Dr Sharon Doake from County Down has anything but your regular nine to five job.
The 33-year old from Gilford is, what some might say, the Doctor Dolittle of the ocean.
When ships look for oil, the equipment used can affect mammals' hearing and it's her job to prevent that.
While others may slog over a computer, she spends her time offshore, looking and listening for the sights and sounds of dolphins and whales.
Dr Doake is what is known as a marine mammal observer, or more dramatically, she's the Whale Listener.
And, as far as she knows she's the only person from Northern Ireland who does that job.
When large, survey ships search the seabed for oil, the equipment used creates sound.
This is necessary for finding oil but it can be noisy and can affect marine life that travels through or comes to feed in the area.
"Sound to them is like eyesight to us and if it's damaged it can be disastrous for them," Dr Doake says.

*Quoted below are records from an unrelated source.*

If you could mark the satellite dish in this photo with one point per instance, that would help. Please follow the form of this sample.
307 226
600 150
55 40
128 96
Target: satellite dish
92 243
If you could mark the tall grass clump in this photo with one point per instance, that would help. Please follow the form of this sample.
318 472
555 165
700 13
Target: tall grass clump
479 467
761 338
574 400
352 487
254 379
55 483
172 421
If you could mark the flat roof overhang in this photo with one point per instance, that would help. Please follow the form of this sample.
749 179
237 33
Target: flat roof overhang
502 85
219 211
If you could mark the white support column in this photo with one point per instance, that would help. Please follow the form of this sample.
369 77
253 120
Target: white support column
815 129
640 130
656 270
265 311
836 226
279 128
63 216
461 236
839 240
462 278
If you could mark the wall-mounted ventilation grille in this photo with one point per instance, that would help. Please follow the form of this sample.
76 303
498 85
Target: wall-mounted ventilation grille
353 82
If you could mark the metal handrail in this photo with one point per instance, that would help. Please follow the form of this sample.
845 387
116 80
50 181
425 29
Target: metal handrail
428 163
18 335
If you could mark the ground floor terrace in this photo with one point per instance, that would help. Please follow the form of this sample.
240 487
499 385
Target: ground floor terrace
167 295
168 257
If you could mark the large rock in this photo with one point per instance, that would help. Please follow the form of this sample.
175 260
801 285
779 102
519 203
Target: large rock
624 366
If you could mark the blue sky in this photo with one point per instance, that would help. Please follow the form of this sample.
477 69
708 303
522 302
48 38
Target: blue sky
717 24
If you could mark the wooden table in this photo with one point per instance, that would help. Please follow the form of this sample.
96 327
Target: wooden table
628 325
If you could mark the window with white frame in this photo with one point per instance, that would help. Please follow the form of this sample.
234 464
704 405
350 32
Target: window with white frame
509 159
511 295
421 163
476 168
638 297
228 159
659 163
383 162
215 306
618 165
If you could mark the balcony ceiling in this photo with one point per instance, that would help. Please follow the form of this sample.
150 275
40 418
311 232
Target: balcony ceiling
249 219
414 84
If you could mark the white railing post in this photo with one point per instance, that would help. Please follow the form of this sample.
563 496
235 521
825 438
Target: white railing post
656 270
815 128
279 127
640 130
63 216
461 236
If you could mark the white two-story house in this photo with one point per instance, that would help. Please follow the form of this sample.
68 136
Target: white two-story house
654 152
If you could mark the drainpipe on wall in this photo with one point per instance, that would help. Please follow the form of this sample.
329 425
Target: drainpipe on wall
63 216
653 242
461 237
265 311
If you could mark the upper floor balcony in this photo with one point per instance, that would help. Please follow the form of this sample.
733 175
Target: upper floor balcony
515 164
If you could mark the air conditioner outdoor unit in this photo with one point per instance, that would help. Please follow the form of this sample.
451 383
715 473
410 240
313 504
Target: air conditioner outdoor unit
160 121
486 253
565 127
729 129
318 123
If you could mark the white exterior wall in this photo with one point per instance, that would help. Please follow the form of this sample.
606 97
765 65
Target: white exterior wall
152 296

"It can physically damage them or it can just scare them off coming to the area which, if it's a feeding ground, is a problem.
"Animals, like whales and dolphins are most affected but there's evidence and research that it may be worse for whales as the sounds they make are low pitched, like the sound created by the equipment.

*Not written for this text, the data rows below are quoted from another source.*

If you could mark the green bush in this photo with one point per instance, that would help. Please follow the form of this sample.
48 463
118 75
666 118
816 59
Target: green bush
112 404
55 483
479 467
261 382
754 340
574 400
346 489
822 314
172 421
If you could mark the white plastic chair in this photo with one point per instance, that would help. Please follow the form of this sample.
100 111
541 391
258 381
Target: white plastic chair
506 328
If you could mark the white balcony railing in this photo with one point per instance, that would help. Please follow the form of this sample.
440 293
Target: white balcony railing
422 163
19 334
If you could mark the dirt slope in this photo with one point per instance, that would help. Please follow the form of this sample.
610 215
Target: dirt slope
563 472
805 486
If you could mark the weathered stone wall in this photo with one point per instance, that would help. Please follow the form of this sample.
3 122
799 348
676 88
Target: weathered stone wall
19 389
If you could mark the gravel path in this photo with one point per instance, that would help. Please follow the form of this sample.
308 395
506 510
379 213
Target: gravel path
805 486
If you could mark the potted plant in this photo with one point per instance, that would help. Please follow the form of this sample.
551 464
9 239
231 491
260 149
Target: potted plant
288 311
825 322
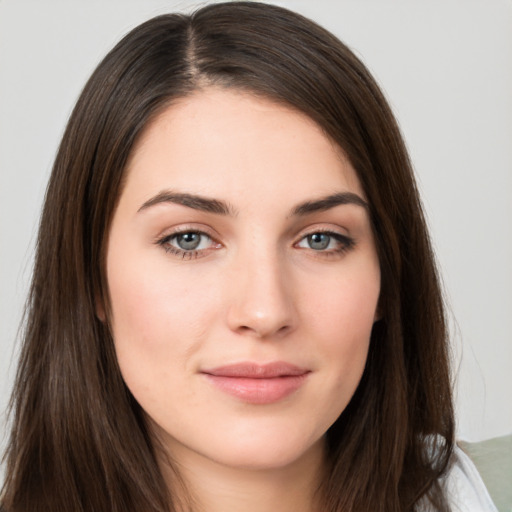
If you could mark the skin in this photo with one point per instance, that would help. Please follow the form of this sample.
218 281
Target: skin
255 290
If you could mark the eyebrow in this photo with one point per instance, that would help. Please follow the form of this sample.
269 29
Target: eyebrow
219 207
205 204
328 202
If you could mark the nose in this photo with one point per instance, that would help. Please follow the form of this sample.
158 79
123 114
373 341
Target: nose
261 304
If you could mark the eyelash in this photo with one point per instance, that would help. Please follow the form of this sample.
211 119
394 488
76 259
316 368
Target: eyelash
345 244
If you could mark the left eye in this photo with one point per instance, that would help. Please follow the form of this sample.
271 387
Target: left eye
323 241
189 241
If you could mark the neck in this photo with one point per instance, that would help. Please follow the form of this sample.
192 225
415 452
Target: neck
213 487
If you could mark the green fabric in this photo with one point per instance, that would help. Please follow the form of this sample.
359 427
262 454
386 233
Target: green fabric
493 459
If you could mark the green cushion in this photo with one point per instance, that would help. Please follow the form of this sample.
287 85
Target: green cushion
493 459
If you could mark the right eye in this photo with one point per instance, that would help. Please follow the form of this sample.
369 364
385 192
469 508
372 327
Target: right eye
188 244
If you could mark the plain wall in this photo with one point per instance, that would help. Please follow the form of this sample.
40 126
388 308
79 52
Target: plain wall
446 67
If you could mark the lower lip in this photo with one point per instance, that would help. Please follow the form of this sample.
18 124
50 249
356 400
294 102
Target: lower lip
258 391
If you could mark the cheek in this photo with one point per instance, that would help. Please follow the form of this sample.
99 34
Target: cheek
159 318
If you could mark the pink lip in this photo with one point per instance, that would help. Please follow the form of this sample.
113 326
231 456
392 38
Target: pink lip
255 383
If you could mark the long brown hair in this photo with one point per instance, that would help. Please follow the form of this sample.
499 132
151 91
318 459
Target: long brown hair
79 440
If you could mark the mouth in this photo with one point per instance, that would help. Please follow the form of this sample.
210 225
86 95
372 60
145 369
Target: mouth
257 384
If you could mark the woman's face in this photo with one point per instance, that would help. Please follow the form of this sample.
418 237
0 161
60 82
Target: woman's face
243 279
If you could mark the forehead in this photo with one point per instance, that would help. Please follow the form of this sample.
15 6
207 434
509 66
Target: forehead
219 140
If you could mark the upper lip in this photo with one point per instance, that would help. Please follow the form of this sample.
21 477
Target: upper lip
252 370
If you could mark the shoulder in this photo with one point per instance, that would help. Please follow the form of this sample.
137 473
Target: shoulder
464 487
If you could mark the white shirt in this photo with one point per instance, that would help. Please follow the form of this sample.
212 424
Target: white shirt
464 487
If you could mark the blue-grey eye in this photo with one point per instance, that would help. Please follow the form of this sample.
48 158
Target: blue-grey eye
319 241
188 241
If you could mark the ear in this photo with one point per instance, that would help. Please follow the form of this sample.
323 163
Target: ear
379 315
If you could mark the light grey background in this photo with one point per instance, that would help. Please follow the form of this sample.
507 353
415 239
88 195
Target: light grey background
446 67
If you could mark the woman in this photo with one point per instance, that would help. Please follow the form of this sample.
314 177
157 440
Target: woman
235 304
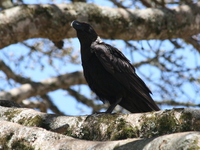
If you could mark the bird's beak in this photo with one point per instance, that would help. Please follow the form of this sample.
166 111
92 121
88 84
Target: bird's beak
76 25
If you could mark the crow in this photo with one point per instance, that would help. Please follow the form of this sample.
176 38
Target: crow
110 74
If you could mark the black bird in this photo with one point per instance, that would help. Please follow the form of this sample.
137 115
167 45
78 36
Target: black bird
110 74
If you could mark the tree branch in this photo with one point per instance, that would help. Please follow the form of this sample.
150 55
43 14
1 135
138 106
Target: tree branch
53 21
39 88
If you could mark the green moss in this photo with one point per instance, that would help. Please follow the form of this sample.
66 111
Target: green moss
165 123
36 121
18 145
11 114
79 118
120 129
159 125
194 146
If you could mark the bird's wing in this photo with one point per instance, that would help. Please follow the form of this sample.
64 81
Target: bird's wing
119 66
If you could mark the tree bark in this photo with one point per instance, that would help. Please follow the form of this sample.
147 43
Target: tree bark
39 88
31 135
53 21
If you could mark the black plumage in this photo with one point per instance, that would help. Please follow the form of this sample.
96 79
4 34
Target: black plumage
110 74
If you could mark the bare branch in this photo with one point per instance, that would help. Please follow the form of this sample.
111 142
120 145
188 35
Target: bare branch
53 22
40 88
195 43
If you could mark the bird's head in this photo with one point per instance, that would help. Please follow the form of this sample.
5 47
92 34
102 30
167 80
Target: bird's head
85 32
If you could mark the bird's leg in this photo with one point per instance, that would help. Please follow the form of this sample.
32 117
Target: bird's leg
112 106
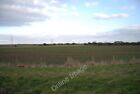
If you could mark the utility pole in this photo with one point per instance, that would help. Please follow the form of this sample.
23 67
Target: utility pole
12 40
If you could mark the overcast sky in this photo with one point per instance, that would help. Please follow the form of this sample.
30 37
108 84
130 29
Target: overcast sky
38 21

"It's not bad to use this equipment but it's just that we need to mitigate any effect it can have," she adds.
Dr Doake finds the animals in two ways - by scanning the surface, usually for dolphins - and as whales spend less time at the surface, by using a water-based microphone known as Passive Acoustic Monitoring Systems (PAMS) which visualises the sound of their calls.
Depending on where Dr Doake is working, she may have to shut down operations if she locates the large mammals.

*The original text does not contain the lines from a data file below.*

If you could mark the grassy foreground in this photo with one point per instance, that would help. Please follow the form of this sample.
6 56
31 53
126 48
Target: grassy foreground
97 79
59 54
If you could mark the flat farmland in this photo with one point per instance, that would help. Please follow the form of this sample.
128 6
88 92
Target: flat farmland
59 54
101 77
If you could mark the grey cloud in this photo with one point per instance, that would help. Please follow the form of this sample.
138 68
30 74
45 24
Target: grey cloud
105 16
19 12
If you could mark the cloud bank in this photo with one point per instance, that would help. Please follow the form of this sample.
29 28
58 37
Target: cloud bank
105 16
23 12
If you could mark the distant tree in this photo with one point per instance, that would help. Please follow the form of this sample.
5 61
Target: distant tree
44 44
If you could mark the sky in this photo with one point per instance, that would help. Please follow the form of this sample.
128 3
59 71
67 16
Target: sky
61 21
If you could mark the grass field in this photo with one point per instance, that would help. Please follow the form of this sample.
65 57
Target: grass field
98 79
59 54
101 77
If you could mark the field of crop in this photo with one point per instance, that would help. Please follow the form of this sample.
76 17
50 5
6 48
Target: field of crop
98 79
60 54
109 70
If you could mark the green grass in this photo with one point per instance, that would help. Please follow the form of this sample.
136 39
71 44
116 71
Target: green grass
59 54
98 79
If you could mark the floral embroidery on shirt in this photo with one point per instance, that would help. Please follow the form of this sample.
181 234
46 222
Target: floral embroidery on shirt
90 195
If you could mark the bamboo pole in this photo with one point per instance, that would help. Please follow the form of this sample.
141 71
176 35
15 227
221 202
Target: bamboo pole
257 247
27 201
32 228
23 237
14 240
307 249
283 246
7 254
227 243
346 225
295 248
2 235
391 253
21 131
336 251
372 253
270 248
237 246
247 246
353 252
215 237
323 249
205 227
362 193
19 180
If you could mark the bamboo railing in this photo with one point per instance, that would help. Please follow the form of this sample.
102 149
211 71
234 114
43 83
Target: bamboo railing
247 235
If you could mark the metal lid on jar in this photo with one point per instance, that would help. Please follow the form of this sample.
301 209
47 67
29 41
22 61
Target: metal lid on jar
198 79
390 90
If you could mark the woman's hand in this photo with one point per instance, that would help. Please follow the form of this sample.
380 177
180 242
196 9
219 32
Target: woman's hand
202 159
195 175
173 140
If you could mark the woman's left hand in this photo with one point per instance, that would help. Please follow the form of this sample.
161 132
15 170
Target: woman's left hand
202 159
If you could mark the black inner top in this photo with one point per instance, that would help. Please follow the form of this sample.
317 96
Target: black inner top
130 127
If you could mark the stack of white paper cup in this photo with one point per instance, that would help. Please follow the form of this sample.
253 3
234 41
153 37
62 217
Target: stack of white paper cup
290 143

"Asking a company to shut down operations is such a big judgement call, as every time you do it, it costs them a lot of money, so it's quite a big decision to make," she says.
Dr Doake comes across all species of whale and dolphins in her work although she says her first time seeing a blue whale in Australia is her favourite memory "because of the sheer size".
"With whales, in a way you don't want to see them, we want to be interfering as little as possible," she adds.
Meanwhile, there are other challenges to a life at sea.
One of the more frustrating aspects, she says, is what she sees as the gender imbalance on rigs.
"I'm often the only woman or one of three women on a ship of, maybe, 50 men.
"You can get treated differently. It can be a very sexist environment and you do come across sexist attitudes.
"I've been told not to help in the deployment of equipment and been told: 'You can't do that, you're a woman.'"
Dr Doake studied Zoology at Queen's University Belfast (QUB) and then undertook a PHD, which led her to a life off land.
"I had originally wanted to be a vet but didn't get into the course," she recalled.
"It was a blessing in disguise because my job now is so unusual, varied and provides opportunities for me to travel.
"I've worked in all over the world including New Zealand, South America, and Australia."
She returned to the ocean last week for another six-week stint, closer to home this time, in the North Sea.
The dolphins and whales are in good hands.